The Supreme Court of the United States has allowed federal agencies to interpret ambiguities in their implementing statutes and directed courts to defer to agency expertise when deciding cases. (Who, after all, knows a statute better than the agency from which it sprang?) This doctrine, known as “Chevron deference” after the1984 case, Chevron U.S.A. Inc. v. Natural Resources Defense Council, Inc., only requires that an agency’s interpretation be a “permissible” reading of the statute—a very low hurdle for an agency to clear. But lower courts have sharply disagreed over whether, and to what extent, a federal court should defer to a federal agency when interpreting a statute that defines the limits of the agency’s own jurisdiction.

City of Arlington v. FCC involves regulation of wireless towers and antennas. These towers and antennas must be approved by local zoning authorities, but the Telecommunications Act of 1996 placed some hazy parameters on when local authority ends and federal authority begins.
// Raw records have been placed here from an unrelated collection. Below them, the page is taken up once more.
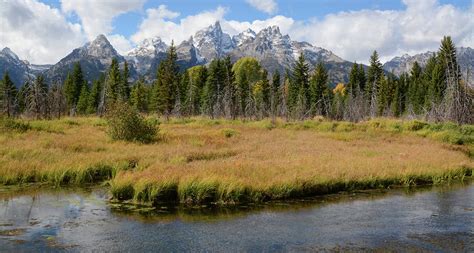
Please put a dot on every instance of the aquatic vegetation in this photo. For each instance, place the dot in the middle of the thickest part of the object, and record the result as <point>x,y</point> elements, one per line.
<point>230,161</point>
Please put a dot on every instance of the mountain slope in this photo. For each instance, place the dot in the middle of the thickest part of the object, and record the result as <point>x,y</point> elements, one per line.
<point>95,57</point>
<point>401,64</point>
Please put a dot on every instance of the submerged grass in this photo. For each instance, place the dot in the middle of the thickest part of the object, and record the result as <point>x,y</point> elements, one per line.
<point>201,160</point>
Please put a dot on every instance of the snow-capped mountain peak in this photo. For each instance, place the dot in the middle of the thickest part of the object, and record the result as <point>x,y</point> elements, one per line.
<point>100,48</point>
<point>212,42</point>
<point>244,37</point>
<point>8,52</point>
<point>149,47</point>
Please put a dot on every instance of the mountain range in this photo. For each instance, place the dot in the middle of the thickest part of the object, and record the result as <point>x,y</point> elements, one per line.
<point>274,50</point>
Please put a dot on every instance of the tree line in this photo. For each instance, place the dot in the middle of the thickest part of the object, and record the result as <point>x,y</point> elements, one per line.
<point>246,90</point>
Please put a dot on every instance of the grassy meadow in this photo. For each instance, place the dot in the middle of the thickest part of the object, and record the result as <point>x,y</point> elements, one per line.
<point>199,160</point>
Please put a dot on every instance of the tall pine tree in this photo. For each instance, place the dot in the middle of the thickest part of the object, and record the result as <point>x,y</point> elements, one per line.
<point>8,93</point>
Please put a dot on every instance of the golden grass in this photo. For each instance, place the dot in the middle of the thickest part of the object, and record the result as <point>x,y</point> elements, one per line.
<point>202,160</point>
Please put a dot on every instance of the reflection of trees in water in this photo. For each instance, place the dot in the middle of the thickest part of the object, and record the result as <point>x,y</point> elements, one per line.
<point>216,213</point>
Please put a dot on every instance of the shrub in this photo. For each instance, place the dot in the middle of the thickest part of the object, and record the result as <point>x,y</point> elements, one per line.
<point>415,125</point>
<point>229,132</point>
<point>125,123</point>
<point>8,124</point>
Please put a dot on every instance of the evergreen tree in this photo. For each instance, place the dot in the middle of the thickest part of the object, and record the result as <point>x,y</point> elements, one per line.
<point>320,92</point>
<point>415,90</point>
<point>83,102</point>
<point>73,85</point>
<point>37,98</point>
<point>184,86</point>
<point>197,80</point>
<point>448,59</point>
<point>95,95</point>
<point>113,84</point>
<point>124,87</point>
<point>275,93</point>
<point>353,83</point>
<point>138,96</point>
<point>362,78</point>
<point>8,93</point>
<point>301,82</point>
<point>338,101</point>
<point>456,101</point>
<point>21,97</point>
<point>230,89</point>
<point>165,90</point>
<point>374,78</point>
<point>57,100</point>
<point>211,88</point>
<point>264,94</point>
<point>247,71</point>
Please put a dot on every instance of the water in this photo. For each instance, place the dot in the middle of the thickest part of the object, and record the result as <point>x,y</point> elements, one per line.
<point>436,219</point>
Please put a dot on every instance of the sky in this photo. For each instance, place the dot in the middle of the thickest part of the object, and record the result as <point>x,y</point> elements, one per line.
<point>44,31</point>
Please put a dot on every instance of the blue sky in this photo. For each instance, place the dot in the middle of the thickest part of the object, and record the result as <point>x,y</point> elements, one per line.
<point>126,24</point>
<point>50,29</point>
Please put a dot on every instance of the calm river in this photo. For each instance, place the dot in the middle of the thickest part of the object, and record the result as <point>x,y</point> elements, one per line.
<point>439,219</point>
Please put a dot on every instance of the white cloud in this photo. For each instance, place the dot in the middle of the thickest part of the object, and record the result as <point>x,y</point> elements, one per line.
<point>120,43</point>
<point>267,6</point>
<point>97,15</point>
<point>418,28</point>
<point>352,35</point>
<point>158,22</point>
<point>36,31</point>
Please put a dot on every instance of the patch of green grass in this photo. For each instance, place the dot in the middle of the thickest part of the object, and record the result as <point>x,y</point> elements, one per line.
<point>229,132</point>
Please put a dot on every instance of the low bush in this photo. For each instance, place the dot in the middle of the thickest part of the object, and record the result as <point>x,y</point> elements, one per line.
<point>8,124</point>
<point>125,123</point>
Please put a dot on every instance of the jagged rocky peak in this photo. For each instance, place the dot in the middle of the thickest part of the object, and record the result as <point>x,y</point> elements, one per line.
<point>149,47</point>
<point>101,48</point>
<point>270,32</point>
<point>244,37</point>
<point>8,52</point>
<point>212,42</point>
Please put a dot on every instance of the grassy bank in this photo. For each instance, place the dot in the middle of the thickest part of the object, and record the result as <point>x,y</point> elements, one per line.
<point>200,160</point>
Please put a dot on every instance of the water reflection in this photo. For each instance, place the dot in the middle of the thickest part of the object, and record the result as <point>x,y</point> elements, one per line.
<point>81,219</point>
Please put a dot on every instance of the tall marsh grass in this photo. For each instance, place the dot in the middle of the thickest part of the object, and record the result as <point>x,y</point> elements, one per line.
<point>202,160</point>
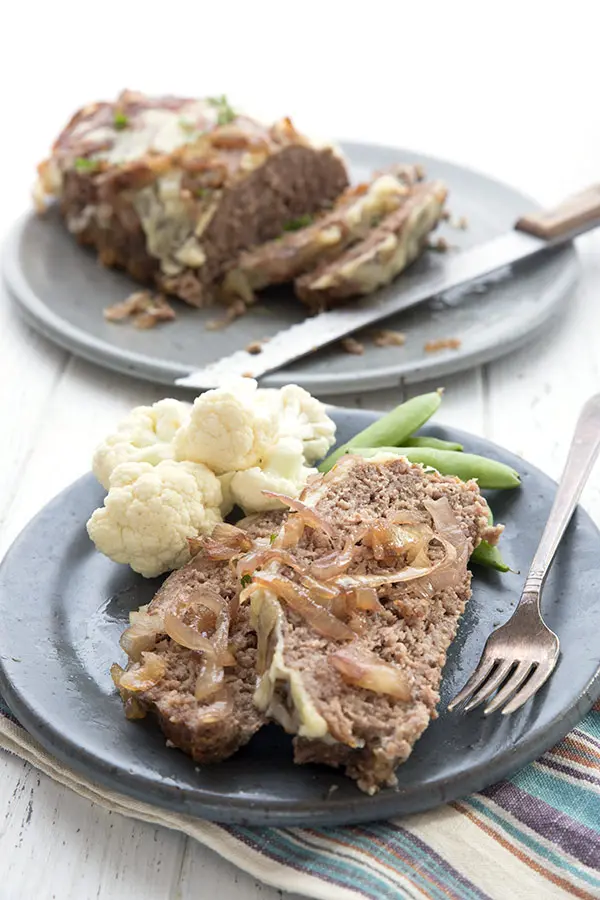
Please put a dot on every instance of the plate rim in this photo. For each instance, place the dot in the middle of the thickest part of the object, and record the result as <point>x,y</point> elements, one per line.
<point>244,812</point>
<point>164,372</point>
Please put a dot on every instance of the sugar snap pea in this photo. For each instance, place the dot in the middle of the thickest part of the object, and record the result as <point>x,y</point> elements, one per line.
<point>488,472</point>
<point>393,428</point>
<point>436,443</point>
<point>486,554</point>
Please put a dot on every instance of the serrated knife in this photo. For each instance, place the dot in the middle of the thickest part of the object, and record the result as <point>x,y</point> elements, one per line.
<point>535,233</point>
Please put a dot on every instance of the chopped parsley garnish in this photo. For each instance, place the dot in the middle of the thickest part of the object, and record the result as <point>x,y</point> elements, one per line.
<point>297,224</point>
<point>83,164</point>
<point>186,126</point>
<point>225,113</point>
<point>120,120</point>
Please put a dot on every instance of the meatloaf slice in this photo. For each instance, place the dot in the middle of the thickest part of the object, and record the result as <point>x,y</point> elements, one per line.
<point>212,729</point>
<point>356,211</point>
<point>327,686</point>
<point>172,189</point>
<point>375,261</point>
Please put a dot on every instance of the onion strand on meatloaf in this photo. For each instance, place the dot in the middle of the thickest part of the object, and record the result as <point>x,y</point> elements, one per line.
<point>172,189</point>
<point>361,698</point>
<point>340,633</point>
<point>162,674</point>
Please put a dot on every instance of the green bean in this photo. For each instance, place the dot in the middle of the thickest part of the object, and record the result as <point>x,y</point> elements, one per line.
<point>488,472</point>
<point>393,428</point>
<point>436,443</point>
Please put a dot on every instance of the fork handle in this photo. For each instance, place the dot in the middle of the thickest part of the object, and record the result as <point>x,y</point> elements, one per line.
<point>583,452</point>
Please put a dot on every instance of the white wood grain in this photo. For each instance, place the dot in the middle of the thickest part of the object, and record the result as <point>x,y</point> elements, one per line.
<point>490,95</point>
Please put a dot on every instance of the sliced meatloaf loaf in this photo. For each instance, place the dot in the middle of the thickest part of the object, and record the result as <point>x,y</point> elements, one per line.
<point>172,189</point>
<point>355,616</point>
<point>202,697</point>
<point>376,260</point>
<point>356,211</point>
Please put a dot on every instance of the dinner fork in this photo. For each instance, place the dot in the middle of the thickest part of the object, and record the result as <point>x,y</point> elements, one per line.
<point>520,656</point>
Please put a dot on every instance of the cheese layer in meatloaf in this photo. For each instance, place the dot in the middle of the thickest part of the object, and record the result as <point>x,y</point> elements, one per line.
<point>287,257</point>
<point>211,729</point>
<point>172,189</point>
<point>385,251</point>
<point>314,683</point>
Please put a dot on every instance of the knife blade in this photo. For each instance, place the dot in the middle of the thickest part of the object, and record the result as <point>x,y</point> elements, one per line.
<point>536,233</point>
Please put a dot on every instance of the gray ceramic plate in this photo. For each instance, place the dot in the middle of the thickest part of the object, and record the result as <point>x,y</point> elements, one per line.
<point>62,291</point>
<point>63,607</point>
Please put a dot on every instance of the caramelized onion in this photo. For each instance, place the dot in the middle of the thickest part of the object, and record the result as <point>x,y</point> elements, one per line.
<point>144,675</point>
<point>208,606</point>
<point>362,669</point>
<point>444,521</point>
<point>141,634</point>
<point>291,533</point>
<point>186,636</point>
<point>387,538</point>
<point>308,515</point>
<point>366,598</point>
<point>219,709</point>
<point>319,590</point>
<point>298,599</point>
<point>210,679</point>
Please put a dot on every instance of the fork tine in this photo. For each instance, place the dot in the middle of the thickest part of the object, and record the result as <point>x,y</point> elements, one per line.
<point>541,674</point>
<point>491,684</point>
<point>511,687</point>
<point>475,681</point>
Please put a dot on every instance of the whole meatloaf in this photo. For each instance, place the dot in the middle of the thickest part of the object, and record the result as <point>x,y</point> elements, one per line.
<point>378,258</point>
<point>193,651</point>
<point>172,189</point>
<point>355,616</point>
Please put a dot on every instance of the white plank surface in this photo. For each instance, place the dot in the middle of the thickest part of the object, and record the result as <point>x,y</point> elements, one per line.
<point>508,88</point>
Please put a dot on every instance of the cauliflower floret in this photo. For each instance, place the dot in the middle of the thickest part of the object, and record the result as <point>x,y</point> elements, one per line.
<point>302,415</point>
<point>150,512</point>
<point>145,435</point>
<point>230,428</point>
<point>284,472</point>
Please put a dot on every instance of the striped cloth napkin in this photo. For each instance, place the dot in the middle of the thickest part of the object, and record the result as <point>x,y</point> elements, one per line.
<point>534,837</point>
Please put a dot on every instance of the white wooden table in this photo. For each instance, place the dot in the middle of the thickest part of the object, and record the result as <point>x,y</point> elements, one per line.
<point>495,92</point>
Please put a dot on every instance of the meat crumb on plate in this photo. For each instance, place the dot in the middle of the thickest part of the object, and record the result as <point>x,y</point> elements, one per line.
<point>386,337</point>
<point>145,309</point>
<point>442,344</point>
<point>351,345</point>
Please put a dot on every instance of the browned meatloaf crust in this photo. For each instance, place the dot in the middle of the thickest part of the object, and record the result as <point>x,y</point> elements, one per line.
<point>366,732</point>
<point>172,189</point>
<point>376,260</point>
<point>181,717</point>
<point>299,250</point>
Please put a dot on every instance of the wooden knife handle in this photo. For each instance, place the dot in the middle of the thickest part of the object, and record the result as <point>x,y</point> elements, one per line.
<point>571,215</point>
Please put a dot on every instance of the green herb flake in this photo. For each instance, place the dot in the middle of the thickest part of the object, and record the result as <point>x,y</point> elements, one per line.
<point>120,120</point>
<point>83,164</point>
<point>225,112</point>
<point>297,224</point>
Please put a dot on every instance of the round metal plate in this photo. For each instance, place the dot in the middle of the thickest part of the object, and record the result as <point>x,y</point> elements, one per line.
<point>62,291</point>
<point>63,607</point>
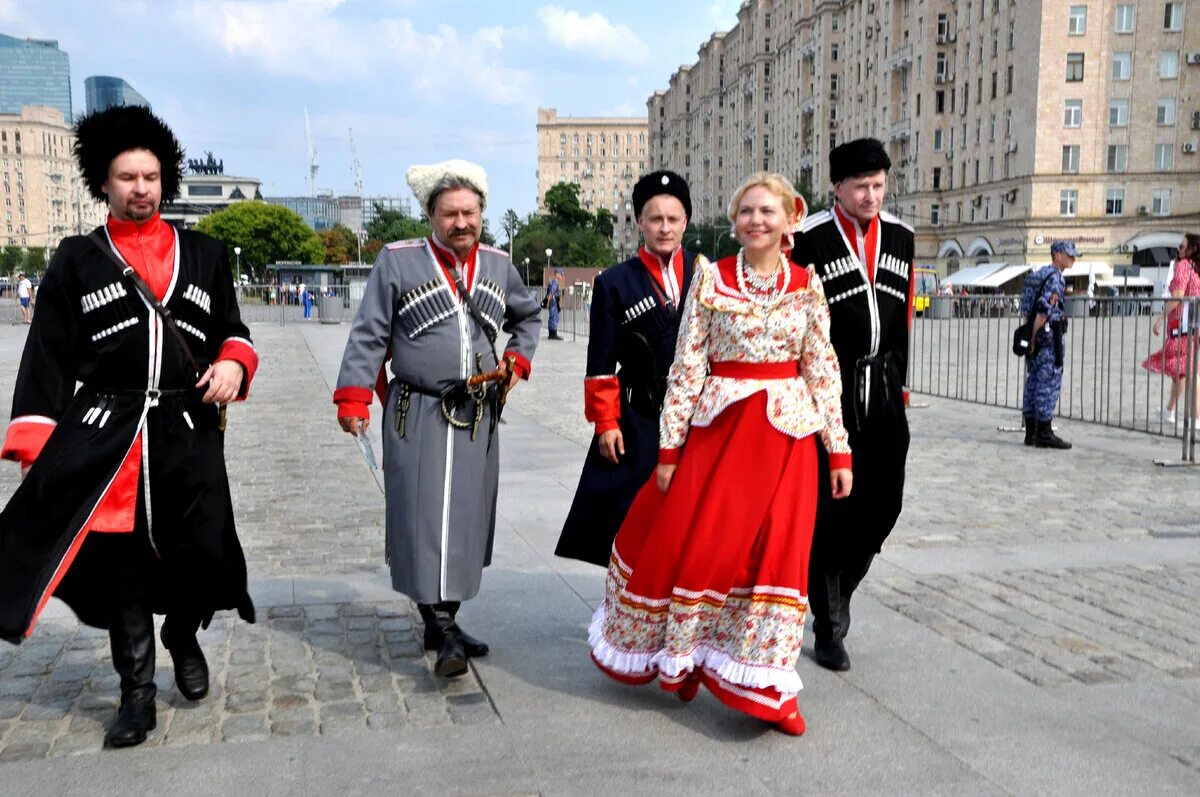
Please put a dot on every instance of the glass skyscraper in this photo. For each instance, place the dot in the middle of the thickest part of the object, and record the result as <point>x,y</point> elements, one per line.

The statute requires state and local authorities to act on wireless siting applications “within a reasonable period of time after the request is duly filed.”  Frustrated by permitting delays in some areas, CTIA, the wireless communication industry’s trade association, filed a petition with the Federal Communications Commission (FCC) in July of 2008 to clarify the statutory meaning of “within a reasonable period of time.” In November of 2009, the FCC issued a ruling declaring that “within a reasonable period of time” meant 90 days for collocation applications and 150 days for all others.

State and local governments protested the ruling, complaining that a federal agency should not be allowed to interpret a federal law that sets the boundaries of the agency’s own jurisdiction. Two cities in Texas—Arlington and San Antonio—petitioned the Fifth Circuit Court of Appeals to set aside the FCC’s ruling. Applying Chevron deference to the FCC’s interpretation, the Fifth Circuit upheld the ruling, finding that the agency’s interpretation was a permissible construction of the statute.

In a 6-3 decision handed down on May 20, 2013, the Supreme Court affirmed the Fifth Circuit’s ruling. Justice Scalia wrote the majority opinion, joined by Justices Thomas, Ginsburg, Sotomayor, and Kagan, with Justice Breyer concurring in the judgment in a separate opinion. Chief Justice Roberts and Justices Kennedy and Alito dissented.

The majority opinion rejected the argument against deference as a “mirage,” calling it a not-so-disguised attack on Chevron itself. Justice Scalia explained that determining whether an agency interpretation is “jurisdictional” or“non-jurisdictional” is not a cut-and-dried exercise easily accomplished by separating “big, important ones [rulings]” from “humdrum, run-of-the-mill stuff.” Judges, he wrote, should not waste their time on “mental acrobatics” when Chevron already provides a clear two-step process:

  • Determine whether the statute at issue is ambiguous. If it is not, then Congress has clearly spoken on the subject, and the agency has no power to interpret an unambiguous statute. But if the statute is ambiguous, proceed to step two.
  • Ascertain whether the agency’s interpretation is a permissible (read: conceivable) one.

As to the concern over the “fox guarding the henhouse”—i.e., an agency interpreting the scope of its statutory jurisdiction in a manner most favorable to the agency’s priorities—the majority deferred to Congress to expressly define the henhouse: “Where Congress has established a clear line, the agency cannot go beyond it,” wrote Justice Scalia. “[W]here Congress has established an ambiguous line, the agency can go no further than the ambiguity will fairly allow.”

Chief Justice Roberts’ dissent was a “fundamental” disagreement with the majority. Roberts expressed concern over the ever-growing nature of the federal bureaucracy, calling it the “headless fourth branch of government” that “wields vast power and touches almost every aspect of daily life.” Roberts complained that administrative agencies can use Chevron as a “powerful weapon” and expand their own reach, unchecked from any other branch of government. Although he stopped short of calling the results “tyranny,” Roberts nevertheless cautioned that giving an administrative agency the power to interpret its own jurisdiction is potentially dangerous. Practically speaking, agencies will always view their jurisdiction as expansively as possible. Defining that jurisdiction should always be a court’s job, according to Roberts: “In other words, we do not defer to an agency’s interpretation of an ambiguous provision unless Congress wants us to, and whether Congress wants us to is a question that courts, not agencies, must decide.”

City of Arlington v. FCC leaves parties that are dissatisfied with an agency’s interpretation of its own jurisdiction with a pair of options, both with low success rates: make a long-shot argument in litigation that an agency’s interpretation of its statute is completely unreasonable and impermissible, or lobby a frequently-deadlocked Congress to expressly define and limit the agency’s jurisdiction.